Réduction des effectifs
La réduction des effectifs des armées de 54 000 militaires, auxquels se rajoutées 24 000 nouvelles suppressions me fait penser à une citation de Victor Hugo : "De bien maigres économies pour de bien grands dégâts". Cette réduction a engendré des mesures de rationalisation du soutien, comme les bases de défense, ou la gestion centralisée des parcs de véhicules, et qui ont rigidifié l'organisation et l'ont rendu vulnérable à toute surprise. Le désastre du logiciel informatique Louvois aurait pu être évité, ou tout du moins ses conséquences réduites sans cela.
De plus, la logistique de l'opération au Mali Serval a également subi des désordre à cause du manque d'effectifs.
Le Gel du budget
Pour le moment il ne s'agit que d'un gel, mais il faudrait probablement s'attendre à une biasse de ce budget dès 2015. Encore une fois, le budget actuel n'est pas suffisant pour maintenir les choses simplement en état, alors s'agissant de la modernisation, ou tout simplement de rester dans la course aux technologies militaires… Toute baisse entraînera une chute plus que proportionnelle des capacités, et in fine des potentiels de succès lors d'opérations militaires.
Gestion centralisée des matériels
La centralisation du stockage du matériel, regroupé pour rationaliser sa gestion entraîne d'ores et déjà des coûts humains invisibles comme la démotivation, la difficulté à s'entraîner aux exercices de simulation (puisque les véhicules majeurs ne sont pas en nombre suffisant dans les régiments). Il n'y a plus l'attachement entre les hommes et "leur" véhicule. La plupart des engins sont prêtés le temps de l'opération. La moindre connaissance, le moindre attachement induisent des coûts de maintenance (problème d'entretien, pannes, accidents). Cela a un effet considérable sur le moral des troupes.
Projets mis en liste d'attente
Le gouvernement a choisi d'étaler les programmes d'achats de nos armées voire de les retarder fortement. Si la réduction des dépenses est visible à court terme, elle ne l'est pas pour plus tard. Effectivement, le coût unitaire augmente souvent et à long terme les gains sont toujours inférieurs à ce qui était prévu. Certains programmes (VBCI, FREMM) coûteront finalement plus cher que prévu initialement pour cette raison.
De plus, les retards imposent d'utiliser plus longtemps que prévu des matériels anciens et leur coût de maintenance explose (ainsi que celui des nouveaux équipements d'ailleurs car de haute technologie).
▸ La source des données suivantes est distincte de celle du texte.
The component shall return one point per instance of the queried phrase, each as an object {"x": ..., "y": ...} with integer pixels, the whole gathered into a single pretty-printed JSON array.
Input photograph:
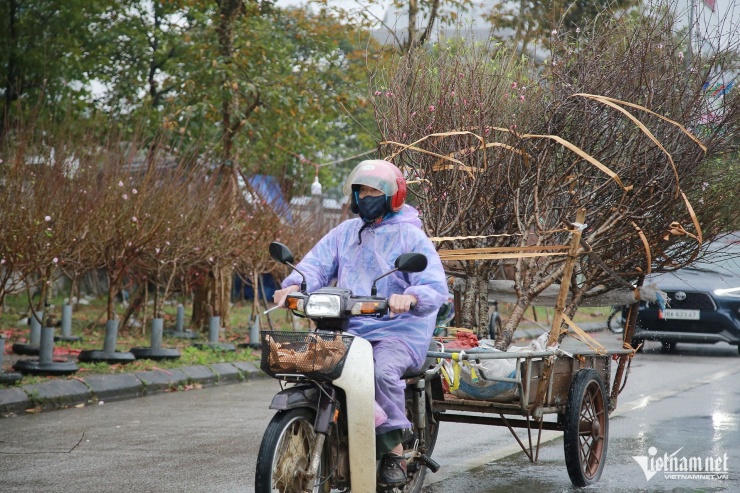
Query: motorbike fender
[
  {"x": 358, "y": 382},
  {"x": 294, "y": 397}
]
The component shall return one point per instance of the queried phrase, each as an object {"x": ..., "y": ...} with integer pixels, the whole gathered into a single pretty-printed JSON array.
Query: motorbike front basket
[{"x": 317, "y": 355}]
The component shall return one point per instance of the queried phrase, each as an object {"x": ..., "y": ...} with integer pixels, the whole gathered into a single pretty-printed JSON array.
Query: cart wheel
[{"x": 586, "y": 428}]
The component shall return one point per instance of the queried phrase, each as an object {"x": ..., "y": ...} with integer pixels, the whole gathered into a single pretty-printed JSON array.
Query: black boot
[{"x": 392, "y": 470}]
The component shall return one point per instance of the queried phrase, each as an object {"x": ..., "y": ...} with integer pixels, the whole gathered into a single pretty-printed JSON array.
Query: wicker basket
[{"x": 318, "y": 355}]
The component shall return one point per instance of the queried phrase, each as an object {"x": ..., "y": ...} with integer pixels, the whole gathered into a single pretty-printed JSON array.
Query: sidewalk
[{"x": 96, "y": 389}]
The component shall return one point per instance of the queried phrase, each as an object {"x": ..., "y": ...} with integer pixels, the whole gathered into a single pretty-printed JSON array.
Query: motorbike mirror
[
  {"x": 411, "y": 262},
  {"x": 280, "y": 253},
  {"x": 407, "y": 262}
]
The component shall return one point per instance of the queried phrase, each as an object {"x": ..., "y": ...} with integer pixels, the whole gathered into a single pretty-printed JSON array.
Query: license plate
[{"x": 678, "y": 314}]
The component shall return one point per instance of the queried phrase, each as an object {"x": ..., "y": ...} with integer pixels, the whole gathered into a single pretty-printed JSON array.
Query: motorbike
[{"x": 322, "y": 437}]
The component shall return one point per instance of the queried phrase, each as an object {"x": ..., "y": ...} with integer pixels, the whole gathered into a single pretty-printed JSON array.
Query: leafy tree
[{"x": 44, "y": 62}]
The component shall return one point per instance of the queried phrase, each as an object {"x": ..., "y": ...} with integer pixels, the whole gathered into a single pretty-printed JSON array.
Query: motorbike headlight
[{"x": 323, "y": 305}]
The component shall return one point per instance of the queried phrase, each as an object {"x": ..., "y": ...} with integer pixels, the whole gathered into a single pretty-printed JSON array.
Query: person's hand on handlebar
[
  {"x": 401, "y": 303},
  {"x": 281, "y": 294}
]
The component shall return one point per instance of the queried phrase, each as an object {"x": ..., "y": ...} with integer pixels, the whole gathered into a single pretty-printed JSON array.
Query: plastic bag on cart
[{"x": 474, "y": 380}]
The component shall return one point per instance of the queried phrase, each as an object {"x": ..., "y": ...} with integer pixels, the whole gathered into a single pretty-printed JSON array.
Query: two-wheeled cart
[
  {"x": 571, "y": 386},
  {"x": 571, "y": 381}
]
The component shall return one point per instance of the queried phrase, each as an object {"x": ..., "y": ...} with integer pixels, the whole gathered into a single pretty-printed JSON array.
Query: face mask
[{"x": 371, "y": 207}]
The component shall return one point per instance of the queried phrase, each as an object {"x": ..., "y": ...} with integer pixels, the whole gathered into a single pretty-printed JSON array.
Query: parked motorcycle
[{"x": 322, "y": 438}]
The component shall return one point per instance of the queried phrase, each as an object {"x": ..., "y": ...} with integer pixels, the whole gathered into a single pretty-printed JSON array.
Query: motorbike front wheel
[{"x": 285, "y": 452}]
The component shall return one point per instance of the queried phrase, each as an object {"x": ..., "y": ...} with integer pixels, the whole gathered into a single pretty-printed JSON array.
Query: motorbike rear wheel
[
  {"x": 285, "y": 452},
  {"x": 429, "y": 435}
]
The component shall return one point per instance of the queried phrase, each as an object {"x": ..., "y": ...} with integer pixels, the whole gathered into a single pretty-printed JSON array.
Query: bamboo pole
[{"x": 557, "y": 320}]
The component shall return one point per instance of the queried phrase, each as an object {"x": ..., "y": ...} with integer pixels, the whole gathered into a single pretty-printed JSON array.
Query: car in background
[{"x": 703, "y": 301}]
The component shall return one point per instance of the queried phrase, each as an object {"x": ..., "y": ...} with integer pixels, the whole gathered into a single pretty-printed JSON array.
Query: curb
[{"x": 96, "y": 389}]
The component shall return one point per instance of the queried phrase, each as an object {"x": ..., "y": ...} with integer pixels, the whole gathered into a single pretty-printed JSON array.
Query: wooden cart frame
[{"x": 571, "y": 386}]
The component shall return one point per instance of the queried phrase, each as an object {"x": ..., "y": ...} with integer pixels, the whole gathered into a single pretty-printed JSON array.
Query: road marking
[{"x": 473, "y": 463}]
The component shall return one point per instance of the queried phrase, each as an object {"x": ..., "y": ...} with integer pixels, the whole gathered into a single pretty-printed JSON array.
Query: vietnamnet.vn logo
[{"x": 674, "y": 466}]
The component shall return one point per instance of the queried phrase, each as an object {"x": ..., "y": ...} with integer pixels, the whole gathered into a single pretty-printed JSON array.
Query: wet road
[
  {"x": 687, "y": 402},
  {"x": 207, "y": 440}
]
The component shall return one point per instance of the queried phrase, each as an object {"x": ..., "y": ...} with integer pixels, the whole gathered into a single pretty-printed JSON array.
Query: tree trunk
[{"x": 520, "y": 308}]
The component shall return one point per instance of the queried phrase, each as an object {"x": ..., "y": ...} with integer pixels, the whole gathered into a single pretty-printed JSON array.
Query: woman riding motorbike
[{"x": 360, "y": 250}]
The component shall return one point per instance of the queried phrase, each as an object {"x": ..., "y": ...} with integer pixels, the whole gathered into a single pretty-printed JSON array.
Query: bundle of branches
[{"x": 503, "y": 152}]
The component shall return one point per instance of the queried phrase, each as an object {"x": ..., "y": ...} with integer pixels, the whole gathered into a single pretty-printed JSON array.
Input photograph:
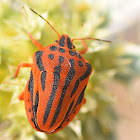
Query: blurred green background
[{"x": 115, "y": 65}]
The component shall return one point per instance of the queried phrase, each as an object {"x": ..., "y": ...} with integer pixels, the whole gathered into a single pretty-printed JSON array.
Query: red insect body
[{"x": 54, "y": 92}]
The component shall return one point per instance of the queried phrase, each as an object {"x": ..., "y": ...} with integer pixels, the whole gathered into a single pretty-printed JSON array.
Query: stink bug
[{"x": 54, "y": 92}]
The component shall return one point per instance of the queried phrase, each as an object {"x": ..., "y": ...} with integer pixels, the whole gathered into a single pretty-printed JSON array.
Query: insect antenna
[
  {"x": 45, "y": 20},
  {"x": 91, "y": 39}
]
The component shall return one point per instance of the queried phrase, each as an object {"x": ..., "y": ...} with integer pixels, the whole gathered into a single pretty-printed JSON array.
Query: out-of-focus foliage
[{"x": 96, "y": 120}]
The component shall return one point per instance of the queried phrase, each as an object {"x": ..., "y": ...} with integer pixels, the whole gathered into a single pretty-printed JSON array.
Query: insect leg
[
  {"x": 35, "y": 42},
  {"x": 85, "y": 47},
  {"x": 21, "y": 65}
]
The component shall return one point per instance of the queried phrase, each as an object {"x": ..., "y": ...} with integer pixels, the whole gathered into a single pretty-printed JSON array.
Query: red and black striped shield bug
[{"x": 55, "y": 90}]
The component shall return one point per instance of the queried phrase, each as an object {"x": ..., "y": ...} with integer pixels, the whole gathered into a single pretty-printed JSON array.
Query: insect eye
[{"x": 56, "y": 41}]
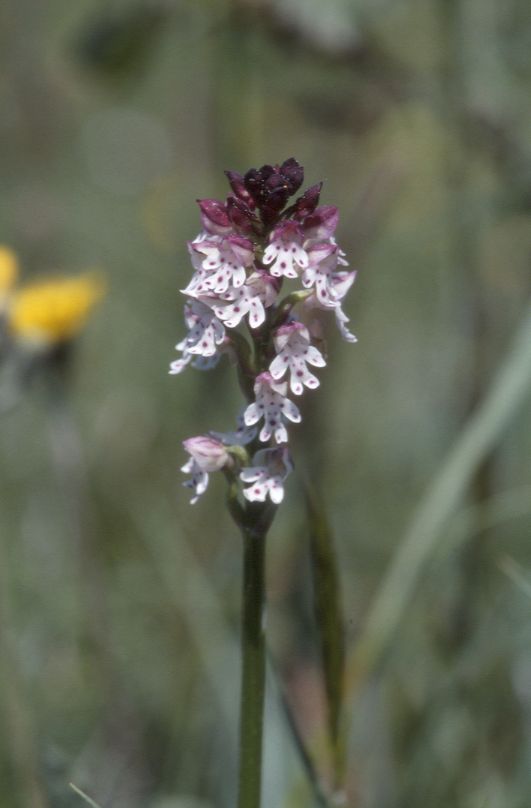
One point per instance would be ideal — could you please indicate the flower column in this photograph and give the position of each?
(250, 246)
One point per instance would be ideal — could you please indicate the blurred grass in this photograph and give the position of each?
(103, 169)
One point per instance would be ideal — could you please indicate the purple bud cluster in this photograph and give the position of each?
(250, 246)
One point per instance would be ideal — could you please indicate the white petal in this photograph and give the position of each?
(257, 493)
(276, 492)
(257, 315)
(291, 411)
(277, 368)
(281, 434)
(315, 357)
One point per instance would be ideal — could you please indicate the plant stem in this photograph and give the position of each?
(253, 668)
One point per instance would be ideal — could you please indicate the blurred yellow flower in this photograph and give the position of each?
(55, 309)
(8, 272)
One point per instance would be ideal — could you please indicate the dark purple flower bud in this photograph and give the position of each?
(322, 222)
(253, 183)
(240, 215)
(293, 174)
(214, 216)
(237, 185)
(307, 203)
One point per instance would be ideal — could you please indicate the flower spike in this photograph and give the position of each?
(251, 245)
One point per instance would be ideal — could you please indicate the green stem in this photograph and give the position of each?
(253, 668)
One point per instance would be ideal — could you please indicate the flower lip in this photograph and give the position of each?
(290, 328)
(208, 453)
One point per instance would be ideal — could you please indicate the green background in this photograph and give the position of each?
(120, 602)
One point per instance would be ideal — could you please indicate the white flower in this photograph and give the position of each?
(222, 264)
(240, 437)
(251, 299)
(292, 342)
(339, 284)
(272, 405)
(206, 332)
(322, 273)
(285, 253)
(206, 456)
(267, 475)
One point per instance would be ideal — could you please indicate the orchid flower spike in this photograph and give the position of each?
(252, 244)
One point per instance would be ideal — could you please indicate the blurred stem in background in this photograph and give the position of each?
(18, 725)
(66, 450)
(507, 392)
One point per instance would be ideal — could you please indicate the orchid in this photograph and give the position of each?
(249, 246)
(249, 249)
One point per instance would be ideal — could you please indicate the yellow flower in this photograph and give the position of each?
(55, 309)
(8, 273)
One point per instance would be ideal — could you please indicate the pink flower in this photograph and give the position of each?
(223, 265)
(272, 405)
(322, 273)
(251, 299)
(267, 475)
(285, 253)
(294, 352)
(206, 456)
(340, 284)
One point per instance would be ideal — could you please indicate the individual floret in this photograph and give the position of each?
(294, 353)
(272, 405)
(267, 475)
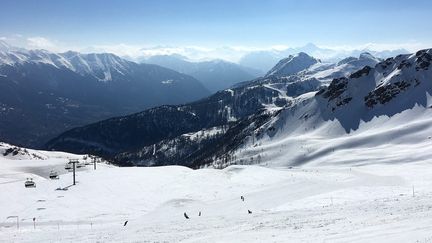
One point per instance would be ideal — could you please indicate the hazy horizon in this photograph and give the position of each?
(208, 30)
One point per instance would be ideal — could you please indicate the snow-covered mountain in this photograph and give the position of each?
(236, 204)
(194, 129)
(44, 93)
(215, 74)
(265, 60)
(292, 65)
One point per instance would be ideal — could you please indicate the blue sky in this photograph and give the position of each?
(257, 23)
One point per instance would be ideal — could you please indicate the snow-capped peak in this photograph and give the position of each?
(292, 65)
(101, 65)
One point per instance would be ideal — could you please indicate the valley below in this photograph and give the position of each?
(378, 203)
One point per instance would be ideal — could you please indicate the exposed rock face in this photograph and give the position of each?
(384, 94)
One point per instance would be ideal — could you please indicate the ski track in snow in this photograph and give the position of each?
(372, 203)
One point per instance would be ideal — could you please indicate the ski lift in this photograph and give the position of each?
(29, 183)
(68, 166)
(53, 175)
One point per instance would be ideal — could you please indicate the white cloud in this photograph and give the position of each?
(39, 42)
(195, 52)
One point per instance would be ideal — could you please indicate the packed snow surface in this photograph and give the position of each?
(371, 203)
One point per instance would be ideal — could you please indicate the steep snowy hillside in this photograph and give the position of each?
(376, 115)
(138, 139)
(44, 93)
(374, 203)
(215, 75)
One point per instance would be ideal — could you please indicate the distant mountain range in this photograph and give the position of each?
(45, 93)
(210, 130)
(265, 60)
(215, 75)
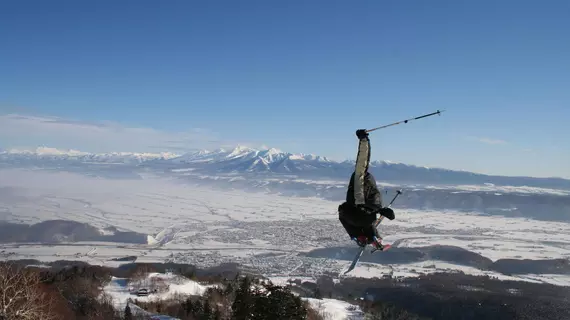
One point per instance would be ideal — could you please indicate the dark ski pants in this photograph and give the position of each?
(357, 223)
Il s'agit pour le coup d'une très mauvaise opération financière.
Egalement, on voit la fin des investissements de recherche sur des matériels de pointe, notamment les drones et les hélicoptères lourds, et cela contribue à la vulnérabilité générale en opérations extérieures. Le pire, c'est que nous sommes ensuite obligés d'acheter en urgence des matériels américains ou de faire appel aux Alliés.
Ralentissement des promotions
La centralisation de la gestion des personnels et de l'avancement qui a pour but de réduire les coûts est principalement l'œuvre de la pression exercée par Bercy. Tout cela est vécu comme une attitude humiliante supplémentaire pour les militaires qui ont le sentiment d'être pris pour des "cons".
* Michel Goya est colonel dans l'Armée de Terre. Il enseigne l'histoire militaire de la guerre à Sciences Po Paris. Il est depuis 2009 membre du Conseil supérieur de la formation et de la recherche stratégique (CSFRS).